Reverse Shoulder Arthroplasty for the Treatment of Malunion of Proximal Humeral Fractures

אהוד אטון 1 Ronen Debi 1 omni Lubovski 1 Yeshaiau Benedict 1 Dan Grinberg 1 Ofer Levy 2
1Orthopedics, Barzilai Medical Center, Israel
2Orthopedics, Reading Shoulder Unit, UK

Introduction: Malunion is a common complication of displaced proximal humerus fractures. Although reverse shoulder arthroplasty (RSA) has been shown to be a compatible treatment option for various indications, its use in treating proximal humeral malunion raises a unique challenge. The distorted anatomy due to bony deformity and soft tissue changes complicates the surgery, leading several authors to question the validity of the procedure. The purpose of this study was to evaluate the clinical and radiographic results of patients with proximal humeral malunion that were treated with a reverse shoulder arthroplasty in our institute.

Methods: A retrospective review was conducted of patients who underwent RTSA in our institute between 2012 and 2016 with a minimum of 2 years of follow-up. Our search results yielded, 19 patients. The average follow up was 44 month (range 25-70). Indications for arthroplasty were severe shoulder pain and functional impairment, joint incongruity or secondary degenerative joint disease, in addition to failure of non-operative treatment.
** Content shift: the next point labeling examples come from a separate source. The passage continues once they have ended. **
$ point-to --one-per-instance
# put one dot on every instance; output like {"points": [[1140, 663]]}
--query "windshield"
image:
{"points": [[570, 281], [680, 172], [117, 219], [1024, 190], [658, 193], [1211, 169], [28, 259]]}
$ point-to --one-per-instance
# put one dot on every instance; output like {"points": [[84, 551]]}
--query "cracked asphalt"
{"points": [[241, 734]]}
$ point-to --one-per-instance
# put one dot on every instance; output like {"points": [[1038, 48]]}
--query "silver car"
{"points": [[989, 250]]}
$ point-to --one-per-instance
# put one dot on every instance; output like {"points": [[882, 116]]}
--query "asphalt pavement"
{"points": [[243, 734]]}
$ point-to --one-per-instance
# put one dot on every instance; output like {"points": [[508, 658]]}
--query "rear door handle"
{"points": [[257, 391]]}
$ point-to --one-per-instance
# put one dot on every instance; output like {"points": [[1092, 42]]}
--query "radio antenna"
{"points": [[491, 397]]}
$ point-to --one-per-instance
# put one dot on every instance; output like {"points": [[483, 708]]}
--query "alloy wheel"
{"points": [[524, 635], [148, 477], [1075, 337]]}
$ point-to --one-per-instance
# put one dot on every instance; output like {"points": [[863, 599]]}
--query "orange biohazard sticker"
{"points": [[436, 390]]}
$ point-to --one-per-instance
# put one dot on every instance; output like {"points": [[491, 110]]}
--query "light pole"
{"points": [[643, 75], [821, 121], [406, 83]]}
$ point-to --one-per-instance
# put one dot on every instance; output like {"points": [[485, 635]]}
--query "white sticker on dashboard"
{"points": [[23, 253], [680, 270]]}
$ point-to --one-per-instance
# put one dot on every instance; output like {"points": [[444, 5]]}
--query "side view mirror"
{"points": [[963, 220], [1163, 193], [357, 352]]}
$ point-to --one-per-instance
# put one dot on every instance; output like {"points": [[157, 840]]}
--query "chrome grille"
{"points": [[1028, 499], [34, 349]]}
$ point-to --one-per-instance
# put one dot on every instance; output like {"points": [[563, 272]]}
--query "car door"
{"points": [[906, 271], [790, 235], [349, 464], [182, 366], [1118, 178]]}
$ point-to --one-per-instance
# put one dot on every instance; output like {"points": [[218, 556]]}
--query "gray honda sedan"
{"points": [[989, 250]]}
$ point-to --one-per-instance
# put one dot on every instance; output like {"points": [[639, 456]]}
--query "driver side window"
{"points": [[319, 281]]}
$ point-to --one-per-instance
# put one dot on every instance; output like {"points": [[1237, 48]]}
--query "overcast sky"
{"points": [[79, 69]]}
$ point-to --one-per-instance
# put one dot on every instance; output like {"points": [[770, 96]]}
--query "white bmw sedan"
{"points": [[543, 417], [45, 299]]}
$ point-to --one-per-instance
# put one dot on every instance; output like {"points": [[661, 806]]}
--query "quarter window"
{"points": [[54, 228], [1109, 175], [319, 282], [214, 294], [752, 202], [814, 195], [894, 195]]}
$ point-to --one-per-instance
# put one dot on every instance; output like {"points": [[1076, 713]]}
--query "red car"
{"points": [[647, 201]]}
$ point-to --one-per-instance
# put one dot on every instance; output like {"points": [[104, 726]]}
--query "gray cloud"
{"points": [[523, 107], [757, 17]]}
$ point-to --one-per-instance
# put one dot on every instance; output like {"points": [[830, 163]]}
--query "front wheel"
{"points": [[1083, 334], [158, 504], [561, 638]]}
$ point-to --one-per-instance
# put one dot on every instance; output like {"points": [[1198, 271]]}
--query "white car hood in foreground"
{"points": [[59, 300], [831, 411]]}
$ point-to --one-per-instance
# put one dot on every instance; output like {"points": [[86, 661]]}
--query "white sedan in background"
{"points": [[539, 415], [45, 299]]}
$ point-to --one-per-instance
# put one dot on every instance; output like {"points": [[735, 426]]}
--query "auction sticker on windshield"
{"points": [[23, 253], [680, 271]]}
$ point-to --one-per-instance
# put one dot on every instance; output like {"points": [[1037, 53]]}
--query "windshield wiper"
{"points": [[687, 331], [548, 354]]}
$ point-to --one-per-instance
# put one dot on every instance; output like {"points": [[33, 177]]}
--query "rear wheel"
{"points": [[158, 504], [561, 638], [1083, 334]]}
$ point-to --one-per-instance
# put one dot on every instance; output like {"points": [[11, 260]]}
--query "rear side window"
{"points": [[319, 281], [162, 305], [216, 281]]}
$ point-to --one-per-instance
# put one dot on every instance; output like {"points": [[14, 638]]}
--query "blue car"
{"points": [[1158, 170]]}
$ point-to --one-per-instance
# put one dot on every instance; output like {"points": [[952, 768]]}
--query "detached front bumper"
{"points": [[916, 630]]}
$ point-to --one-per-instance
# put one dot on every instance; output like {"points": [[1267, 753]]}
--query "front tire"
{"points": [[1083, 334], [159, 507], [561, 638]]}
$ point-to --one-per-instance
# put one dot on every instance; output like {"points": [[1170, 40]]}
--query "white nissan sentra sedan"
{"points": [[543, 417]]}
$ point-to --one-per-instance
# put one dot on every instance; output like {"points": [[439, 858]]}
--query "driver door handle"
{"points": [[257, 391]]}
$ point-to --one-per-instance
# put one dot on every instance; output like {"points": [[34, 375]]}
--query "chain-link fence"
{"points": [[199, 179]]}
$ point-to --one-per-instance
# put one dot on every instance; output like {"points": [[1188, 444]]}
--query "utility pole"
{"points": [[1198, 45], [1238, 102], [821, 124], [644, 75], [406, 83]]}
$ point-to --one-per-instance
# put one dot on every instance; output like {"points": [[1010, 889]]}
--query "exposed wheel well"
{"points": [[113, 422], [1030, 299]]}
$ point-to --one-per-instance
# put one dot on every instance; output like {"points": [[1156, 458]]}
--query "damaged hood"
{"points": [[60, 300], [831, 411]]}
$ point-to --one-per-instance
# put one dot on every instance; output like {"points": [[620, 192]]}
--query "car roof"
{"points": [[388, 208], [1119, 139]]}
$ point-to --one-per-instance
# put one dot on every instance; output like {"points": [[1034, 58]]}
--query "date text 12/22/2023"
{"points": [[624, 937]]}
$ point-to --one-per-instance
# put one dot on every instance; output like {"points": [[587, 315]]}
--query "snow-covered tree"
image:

Results: The average Constant score improved from 14.7 (4-27) to 55.3 (35-77). Age/sex adjusted CS improved from 19.5 to 77.9. The overall mean patient satisfaction score improved from 1/10 to 8.1/10 and the mean pain score improved from 2/15 to 11/15. We also found an overall improvement in active forward flexion from 43° to 115°, abduction from 40.5° to 100°, external rotation from 0° to 30° and internal rotation from 10° to 61°. The radiographic analysis showed no lucencies around the implants or subsidence. There were four cases of glenoid notching (grade 1-2) and five inferior glenoid spurs. Three cases had an intraoperative crack of the glenoid during riming that was treated with autograft bone augmentation.

Conclusion: The use of a stemless humeral component of RSA in cases of proximal humeral malunion indicates promising results, such as improved range of motion, decreased pain, and high rates of patient satisfaction.